El primer paso: válvulas
Cuando la empresa tenía cerca de diez años, tomamos una decisión que cambió nuestra forma de trabajar: importar directamente. Empezamos por las válvulas para automóvil, ese producto que nos daba la mitad del nombre. Hasta entonces se las comprábamos a quienes ya las traían, pero entendimos algo simple: si queríamos ser realmente fuertes en lo nuestro, teníamos que tomar el control del origen.
Y es que guías y válvulas son matrimonio. Así lo hemos visto siempre. Una guía solo es perfecta cuando calza de manera ideal en la válvula. Y al revés. No se entienden la una sin la otra.
Después llegaron las guías de bronce
Unos ocho años más tarde, abrimos una nueva línea de importación: las guías de bronce para automóvil. Esta vez no fue una corazonada nuestra, fue el mercado el que pidió la jugada. Lo escuchamos desde las dos regionales — Cali y Bogotá—, y respondimos.
Cada producto nuevo que entra al portafolio nace de la misma manera: oyendo al taller, al mecánico, al rectificador. Ellos saben qué falta antes que cualquier informe.
2022: la aventura de las camisas
En 2022 vivimos algo que no habíamos visto antes.
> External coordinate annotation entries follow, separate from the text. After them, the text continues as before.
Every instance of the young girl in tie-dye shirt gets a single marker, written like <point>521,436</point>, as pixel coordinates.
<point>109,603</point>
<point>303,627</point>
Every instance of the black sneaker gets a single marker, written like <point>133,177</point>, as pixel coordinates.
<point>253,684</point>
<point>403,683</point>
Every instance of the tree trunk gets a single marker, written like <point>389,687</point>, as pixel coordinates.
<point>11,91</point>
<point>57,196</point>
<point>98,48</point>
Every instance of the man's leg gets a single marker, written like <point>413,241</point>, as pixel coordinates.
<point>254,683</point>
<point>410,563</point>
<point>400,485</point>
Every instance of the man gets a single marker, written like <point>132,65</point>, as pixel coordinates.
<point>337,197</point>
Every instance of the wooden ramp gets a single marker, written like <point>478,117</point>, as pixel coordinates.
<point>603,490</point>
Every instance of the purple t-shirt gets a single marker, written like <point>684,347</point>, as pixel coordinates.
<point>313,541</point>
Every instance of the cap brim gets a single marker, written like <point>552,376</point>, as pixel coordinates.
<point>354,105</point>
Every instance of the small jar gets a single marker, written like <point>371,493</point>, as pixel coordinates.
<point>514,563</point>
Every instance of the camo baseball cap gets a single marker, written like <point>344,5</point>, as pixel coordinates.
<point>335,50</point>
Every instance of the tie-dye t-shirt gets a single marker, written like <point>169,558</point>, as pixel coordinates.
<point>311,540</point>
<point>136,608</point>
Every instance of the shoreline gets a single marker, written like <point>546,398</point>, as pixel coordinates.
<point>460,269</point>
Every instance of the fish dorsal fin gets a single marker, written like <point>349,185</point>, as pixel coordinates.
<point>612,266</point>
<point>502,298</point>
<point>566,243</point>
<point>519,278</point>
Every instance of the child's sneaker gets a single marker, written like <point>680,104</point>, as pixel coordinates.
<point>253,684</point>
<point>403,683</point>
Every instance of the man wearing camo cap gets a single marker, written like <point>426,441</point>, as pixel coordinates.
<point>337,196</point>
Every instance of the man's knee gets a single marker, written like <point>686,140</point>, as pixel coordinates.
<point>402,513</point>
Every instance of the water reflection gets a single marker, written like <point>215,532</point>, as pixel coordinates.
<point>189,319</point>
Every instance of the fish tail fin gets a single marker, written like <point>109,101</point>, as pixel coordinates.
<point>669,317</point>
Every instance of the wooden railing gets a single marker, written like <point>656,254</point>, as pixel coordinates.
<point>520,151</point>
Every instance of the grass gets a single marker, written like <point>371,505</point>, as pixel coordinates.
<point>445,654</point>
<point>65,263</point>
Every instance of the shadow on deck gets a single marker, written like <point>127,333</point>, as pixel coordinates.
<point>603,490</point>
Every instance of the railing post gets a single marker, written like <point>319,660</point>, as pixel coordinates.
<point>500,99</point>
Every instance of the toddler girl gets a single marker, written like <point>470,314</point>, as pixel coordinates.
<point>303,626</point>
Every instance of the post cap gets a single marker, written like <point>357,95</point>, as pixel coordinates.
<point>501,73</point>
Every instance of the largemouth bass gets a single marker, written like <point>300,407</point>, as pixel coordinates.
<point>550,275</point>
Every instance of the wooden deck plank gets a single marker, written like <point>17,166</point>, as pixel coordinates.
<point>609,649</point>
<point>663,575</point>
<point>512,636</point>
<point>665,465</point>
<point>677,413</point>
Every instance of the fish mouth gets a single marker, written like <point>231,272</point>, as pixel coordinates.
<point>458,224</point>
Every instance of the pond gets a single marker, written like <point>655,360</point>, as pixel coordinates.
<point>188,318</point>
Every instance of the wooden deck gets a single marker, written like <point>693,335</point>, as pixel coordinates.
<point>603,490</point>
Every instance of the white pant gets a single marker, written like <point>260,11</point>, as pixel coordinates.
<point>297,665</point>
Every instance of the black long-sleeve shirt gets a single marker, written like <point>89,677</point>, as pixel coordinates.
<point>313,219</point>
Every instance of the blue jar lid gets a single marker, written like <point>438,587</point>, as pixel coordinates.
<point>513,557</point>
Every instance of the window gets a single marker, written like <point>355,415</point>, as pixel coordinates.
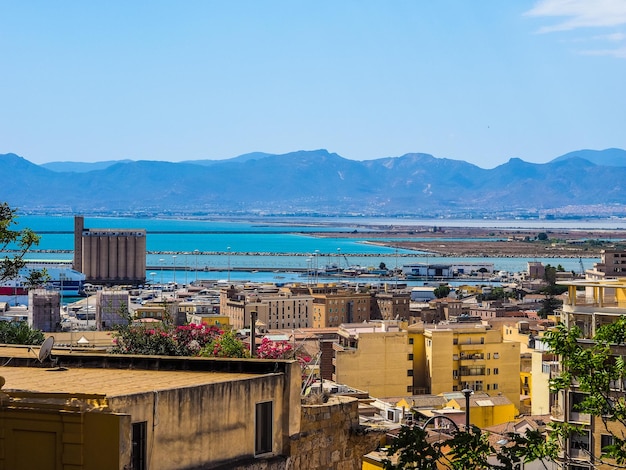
<point>606,440</point>
<point>263,428</point>
<point>139,440</point>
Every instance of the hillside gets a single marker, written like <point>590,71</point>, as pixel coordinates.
<point>322,183</point>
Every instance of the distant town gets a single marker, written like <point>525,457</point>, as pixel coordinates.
<point>135,371</point>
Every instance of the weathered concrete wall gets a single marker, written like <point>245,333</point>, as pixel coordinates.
<point>331,437</point>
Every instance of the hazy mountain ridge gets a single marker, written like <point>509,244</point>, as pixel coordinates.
<point>318,182</point>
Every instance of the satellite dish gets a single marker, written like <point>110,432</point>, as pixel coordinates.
<point>46,349</point>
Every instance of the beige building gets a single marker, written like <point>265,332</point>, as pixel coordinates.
<point>588,305</point>
<point>375,357</point>
<point>274,310</point>
<point>333,306</point>
<point>459,356</point>
<point>110,256</point>
<point>106,412</point>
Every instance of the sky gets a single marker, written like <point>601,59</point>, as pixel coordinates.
<point>481,81</point>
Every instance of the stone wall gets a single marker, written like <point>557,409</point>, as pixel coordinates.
<point>331,438</point>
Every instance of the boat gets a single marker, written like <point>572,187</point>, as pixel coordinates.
<point>62,278</point>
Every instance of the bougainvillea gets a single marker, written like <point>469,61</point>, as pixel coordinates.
<point>163,340</point>
<point>269,349</point>
<point>226,345</point>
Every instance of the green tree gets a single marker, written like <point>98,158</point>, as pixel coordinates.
<point>465,449</point>
<point>226,345</point>
<point>15,243</point>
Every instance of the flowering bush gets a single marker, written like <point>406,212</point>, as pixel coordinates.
<point>163,340</point>
<point>226,345</point>
<point>269,349</point>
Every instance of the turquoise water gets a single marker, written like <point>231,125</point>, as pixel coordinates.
<point>266,245</point>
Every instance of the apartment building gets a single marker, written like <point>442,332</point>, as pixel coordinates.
<point>274,310</point>
<point>458,356</point>
<point>375,357</point>
<point>333,306</point>
<point>590,304</point>
<point>391,305</point>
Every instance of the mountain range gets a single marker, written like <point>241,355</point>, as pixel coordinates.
<point>580,183</point>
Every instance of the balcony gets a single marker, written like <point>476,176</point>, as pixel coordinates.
<point>476,347</point>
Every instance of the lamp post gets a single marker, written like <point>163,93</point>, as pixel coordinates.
<point>152,274</point>
<point>228,249</point>
<point>467,392</point>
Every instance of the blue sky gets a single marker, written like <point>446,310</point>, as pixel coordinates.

Los fabricantes nacionales de camisas se volcaron a exportar y el mercado local quedó desabastecido. Los clientes llamaban buscando producto y nosotros también lo buscábamos. Había una impotencia compartida que no podíamos sostener mucho tiempo.
Así que emprendimos una aventura que nos llevó al otro lado del mundo. Primero China, después India. Recorrimos fábricas, comparamos materiales, validamos tolerancias. Buscábamos un producto que no fuera solo barato: tenía que ser un producto de calidad real, capaz de aportarle algo al mercado colombiano y de cargar nuestro nombre con tranquilidad.
Hoy, cada caja que descargamos en bodega tiene una historia detrás: conversaciones en otro idioma, viajes largos, decisiones difíciles y un compromiso silencioso con el mecánico que va a abrir esa caja en su taller. Ese es el oficio. Y por eso seguimos cruzando el mundo cuando hace falta.